Planning for your Summer Holiday – have you got your finances in order?
Summer holidays are exciting but financially planning for it is a vital step.
Yes! – it’s the summer, and finally we can look ahead to those sacred two weeks off when we can jet away (or stay in the UK!) for a memorable summer holiday. Wherever you are planning to go, it is important to get your finances in order. This may seem like a boring step, but it is really important that you don’t just spend, spend, spend – because you will spend the rest of the year paying it off. Rising debt can lead to depression, stress, family problems, insomnia – all real issues that can be overwhelming to deal with and easy to avoid with a little forward plan and realism. Here are some tips for planning your summer holiday, without the post-holiday-pay-off blues!
We would all love to jet off to Hawaii for the holidays, but realistically, can you afford this? Some people choose to holiday in the UK because it can be cheaper, others search for last minute deals online. Think about the kind of holiday you want to enjoy, be it city-based, family-orientated or a beach break, and then do plenty of research into some locations that appeal to you. You’ll want to consider things like the journey time, how you’ll get there and how expensive it is when you are there. There will be large influencing factors such as, whether the resort is all-inclusive (this can mean you end up spending a lot less money when you’re there!) Think carefully about your decision, and be realistic about what you can afford.

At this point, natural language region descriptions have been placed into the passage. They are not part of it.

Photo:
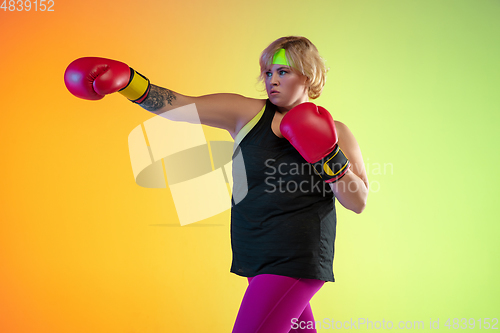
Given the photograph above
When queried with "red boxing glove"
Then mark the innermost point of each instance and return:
(311, 130)
(92, 78)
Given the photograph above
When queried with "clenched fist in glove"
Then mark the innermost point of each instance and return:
(92, 78)
(311, 130)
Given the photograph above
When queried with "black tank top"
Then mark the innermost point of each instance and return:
(283, 219)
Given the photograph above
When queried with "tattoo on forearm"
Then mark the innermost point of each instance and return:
(157, 98)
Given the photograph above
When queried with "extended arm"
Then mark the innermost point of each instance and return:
(93, 78)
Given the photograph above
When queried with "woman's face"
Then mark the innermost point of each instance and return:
(285, 87)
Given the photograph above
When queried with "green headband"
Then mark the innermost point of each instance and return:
(279, 58)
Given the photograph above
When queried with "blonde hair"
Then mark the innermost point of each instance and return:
(303, 56)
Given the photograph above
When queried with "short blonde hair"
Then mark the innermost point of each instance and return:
(303, 56)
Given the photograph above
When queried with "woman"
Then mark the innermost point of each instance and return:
(283, 229)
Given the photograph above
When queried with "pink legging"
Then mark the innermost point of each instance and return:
(275, 304)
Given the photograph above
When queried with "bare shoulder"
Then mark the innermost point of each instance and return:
(249, 109)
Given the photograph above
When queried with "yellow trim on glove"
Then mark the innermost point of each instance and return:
(136, 88)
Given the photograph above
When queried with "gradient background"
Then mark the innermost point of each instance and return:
(85, 249)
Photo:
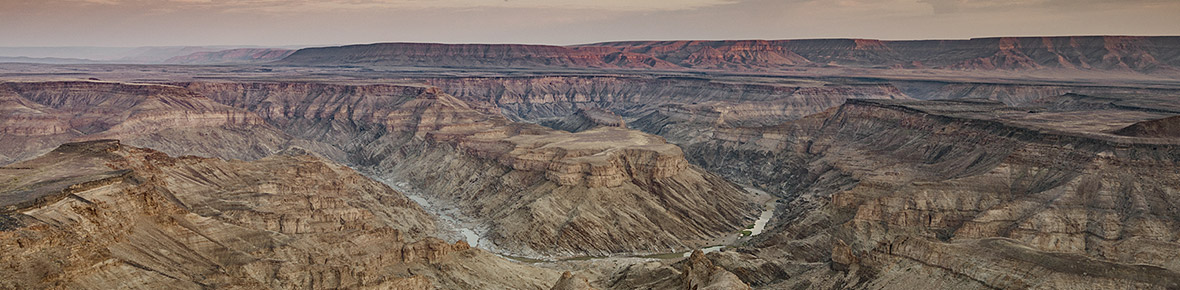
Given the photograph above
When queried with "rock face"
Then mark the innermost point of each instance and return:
(551, 97)
(542, 192)
(694, 272)
(570, 282)
(1166, 127)
(286, 221)
(467, 55)
(1146, 54)
(39, 116)
(585, 118)
(963, 193)
(237, 55)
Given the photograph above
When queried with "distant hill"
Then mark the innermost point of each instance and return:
(238, 55)
(1144, 54)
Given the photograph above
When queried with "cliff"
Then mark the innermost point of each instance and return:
(967, 193)
(191, 223)
(1142, 54)
(237, 55)
(533, 98)
(542, 192)
(39, 116)
(1166, 127)
(585, 118)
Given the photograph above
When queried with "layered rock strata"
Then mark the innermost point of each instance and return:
(1144, 54)
(585, 118)
(286, 221)
(542, 192)
(958, 193)
(35, 117)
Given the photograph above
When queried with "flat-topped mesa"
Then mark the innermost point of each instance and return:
(543, 192)
(585, 118)
(1146, 54)
(37, 116)
(1166, 127)
(604, 157)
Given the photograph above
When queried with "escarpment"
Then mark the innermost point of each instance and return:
(1166, 127)
(39, 116)
(533, 98)
(286, 221)
(1142, 54)
(955, 193)
(584, 119)
(542, 192)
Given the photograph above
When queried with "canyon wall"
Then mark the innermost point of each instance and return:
(39, 116)
(286, 221)
(543, 192)
(887, 193)
(1140, 54)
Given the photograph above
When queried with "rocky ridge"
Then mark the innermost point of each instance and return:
(190, 222)
(585, 118)
(542, 192)
(39, 116)
(890, 193)
(1142, 54)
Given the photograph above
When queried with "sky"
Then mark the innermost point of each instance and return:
(286, 22)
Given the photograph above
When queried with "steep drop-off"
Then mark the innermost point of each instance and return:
(35, 117)
(549, 97)
(542, 192)
(1142, 54)
(287, 221)
(585, 118)
(963, 193)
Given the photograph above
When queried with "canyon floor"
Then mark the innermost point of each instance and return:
(288, 176)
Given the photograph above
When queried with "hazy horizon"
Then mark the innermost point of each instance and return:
(328, 22)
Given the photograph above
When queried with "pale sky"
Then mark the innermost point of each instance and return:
(275, 22)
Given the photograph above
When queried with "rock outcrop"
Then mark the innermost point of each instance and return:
(955, 193)
(236, 55)
(39, 116)
(693, 272)
(585, 118)
(571, 282)
(542, 192)
(535, 98)
(1145, 54)
(1166, 127)
(286, 221)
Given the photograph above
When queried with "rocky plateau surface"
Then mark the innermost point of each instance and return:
(542, 192)
(287, 221)
(1144, 54)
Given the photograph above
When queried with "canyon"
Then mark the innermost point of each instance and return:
(1005, 163)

Plan where the money is coming from
It is important to look at your finances and figure out where the money for this holiday is coming from, in advance of you booking it. Don’t be impulsive and book something without considering this vital point. Consider all costs, including any insurances you’ll need to take out as well as travel costs and spending money. It would be wise to use savings for a holiday, but if you do use credit, make sure you use it wisely. There are 4 pillars to your money fundamentals – debt, saving, investment and budgeting. This 9is useful when it comes to planning your holiday, and you should consider these pillars carefully. If you have any money working in investments, could you use any of that to help with your holiday costs – and is it worth taking it out now, or would the money be better if it stayed in the investments? Budgeting is also another pillar that you should consider carefully. How much will you spend a day? $50? £100? Look at the currency rates and give yourself a top limit.
Plan how you’ll spend money when you’re there
The Money Advice Service also says that you should consider how you will spend money when you get there – will you carry cash? Will you use a credit card? Paying by credit card is only a good idea if you pay off your bill quickly and in full – with cash you’ve already saved up. Otherwise, you could end up paying hundreds of pounds extra in interest. Also, some firms charge you a fee for using a credit card to pay for your holiday.
There will probably be a compromise involved when planning your holiday. For instance, you might find a resort that you love in Spain, but realistically can only afford one week there when you wanted two. Or, maybe you can move to a lower star resort and have two weeks there – whatever the compromise is, weigh up whether it is worth it.